Thursday, August 24, 2017

Steelhead






I was on the edge of my seat - for 12 hours.

We were driving from Montana to southwest Washington to visit family and friends over a long weekend. I was going to be steelhead fishing the next day, back in familiar territory from nearly a decade ago now. I'd lived there for six years and had fallen in love with steelhead in small streams.

Who wouldn't?

Since then I've been back for them only once. I hoped that I'd get the opportunity to tangle with one. I only had a single day to try. And steelhead - well, if you've fished for them you know -  can be like hunting for sasquatch. Elusive. Seemingly impossible, nonexistent. Like elk hunting - you wander the hills for days and question your own sanity until suddenly you are into them with nonstop thrilling action. Much like that hour-long line at the roller coaster for a 90-second ride. But I'd be fishing with one of the best friends I've ever had. So really, catching one would be icing.

Joe and I met when we were both in our 20's. One of us turns 40 this year.  I do not entirely remember the sequence of events under which we met, those piddly details are overshadowed by the fishing adventures that began almost right away. On top of that our wives became good friends and the four of us spent lots of time together.

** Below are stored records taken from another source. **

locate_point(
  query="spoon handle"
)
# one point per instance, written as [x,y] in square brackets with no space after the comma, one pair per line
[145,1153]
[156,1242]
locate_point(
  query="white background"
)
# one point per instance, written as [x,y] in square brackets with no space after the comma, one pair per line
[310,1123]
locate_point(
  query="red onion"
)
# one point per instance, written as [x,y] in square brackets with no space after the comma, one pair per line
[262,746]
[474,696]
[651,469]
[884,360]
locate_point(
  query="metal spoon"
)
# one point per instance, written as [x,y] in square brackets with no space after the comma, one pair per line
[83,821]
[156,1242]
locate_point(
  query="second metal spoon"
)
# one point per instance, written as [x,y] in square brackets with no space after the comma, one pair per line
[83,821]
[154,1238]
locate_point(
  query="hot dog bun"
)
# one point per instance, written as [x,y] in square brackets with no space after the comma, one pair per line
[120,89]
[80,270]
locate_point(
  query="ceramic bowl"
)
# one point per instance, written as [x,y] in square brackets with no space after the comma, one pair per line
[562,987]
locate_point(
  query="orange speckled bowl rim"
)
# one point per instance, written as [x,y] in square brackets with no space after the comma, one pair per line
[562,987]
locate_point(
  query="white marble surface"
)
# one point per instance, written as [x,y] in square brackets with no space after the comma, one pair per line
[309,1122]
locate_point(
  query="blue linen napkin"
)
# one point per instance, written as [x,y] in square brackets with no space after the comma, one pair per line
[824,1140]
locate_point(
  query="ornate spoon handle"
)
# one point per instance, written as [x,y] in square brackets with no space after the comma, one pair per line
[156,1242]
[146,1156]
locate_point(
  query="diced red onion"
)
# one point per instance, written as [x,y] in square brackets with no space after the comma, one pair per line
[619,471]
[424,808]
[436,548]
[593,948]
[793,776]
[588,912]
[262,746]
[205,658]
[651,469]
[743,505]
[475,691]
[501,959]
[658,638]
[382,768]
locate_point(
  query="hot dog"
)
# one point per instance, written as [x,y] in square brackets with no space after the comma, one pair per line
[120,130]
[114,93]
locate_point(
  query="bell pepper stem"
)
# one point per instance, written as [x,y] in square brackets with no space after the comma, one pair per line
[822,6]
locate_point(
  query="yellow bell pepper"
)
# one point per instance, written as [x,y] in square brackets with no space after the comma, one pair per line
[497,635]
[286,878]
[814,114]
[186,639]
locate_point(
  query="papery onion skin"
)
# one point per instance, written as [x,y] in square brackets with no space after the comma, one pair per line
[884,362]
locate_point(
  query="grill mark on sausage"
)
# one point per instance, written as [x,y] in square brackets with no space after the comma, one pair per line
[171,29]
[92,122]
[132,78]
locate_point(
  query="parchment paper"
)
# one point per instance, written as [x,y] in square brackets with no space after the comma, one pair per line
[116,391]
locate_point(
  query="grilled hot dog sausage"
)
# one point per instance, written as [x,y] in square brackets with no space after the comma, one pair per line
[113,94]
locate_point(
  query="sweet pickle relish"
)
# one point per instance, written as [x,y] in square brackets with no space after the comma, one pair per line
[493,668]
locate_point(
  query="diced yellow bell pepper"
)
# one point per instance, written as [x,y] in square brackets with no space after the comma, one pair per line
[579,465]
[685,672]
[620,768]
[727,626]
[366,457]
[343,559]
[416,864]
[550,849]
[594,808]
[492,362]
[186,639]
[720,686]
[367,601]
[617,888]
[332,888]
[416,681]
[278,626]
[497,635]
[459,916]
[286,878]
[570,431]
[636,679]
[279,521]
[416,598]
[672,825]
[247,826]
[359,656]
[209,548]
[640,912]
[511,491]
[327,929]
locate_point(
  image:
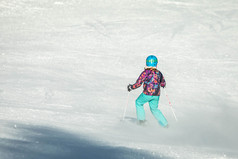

Joe and I endured their wrath [loving tolerance?] whenever a fishing trip resulted in returning closer to midnight than suppertime.

Even on this trip when it was over and our families were saying our goodbyes, I kidded with Joe that I would pick him up before daylight the next morning to fish. His wife Amber slid over and said,
"Are you serious about fishing in the morning?"
"No," I said, "Just joking."
"Okay, I'll give you a hug then."

Wherever I have lived and fished in my life I have always seemed to leave behind a trail of disgruntled wives. On this day-trip Joe and I came rolling in somewhere near 11pm. Barely an eyebrow was raised, so somewhere along the way people have at least gotten used to us.


We met in the morning shortly after 6am. Our start time was limited by the opening of the establishment where I could purchase my license. We tossed our gear into his pickup truck and then loaded the four-wheeler on to the back. The thought was to use it to access some more remote areas. But in the end what it actually did was allow us to bite off way more creek then we might have fished without a shuttle and ensure that we would be home just as late as ever.

After an hour of rolling through the hills over familiar logging and forest roads we parked the truck at a spot we knew we didn't want to miss. We still had not formed a plan exactly, but there was no one on this stretch and there's a hole here that's as close to a sure thing as we know to exist in steelhead fishing.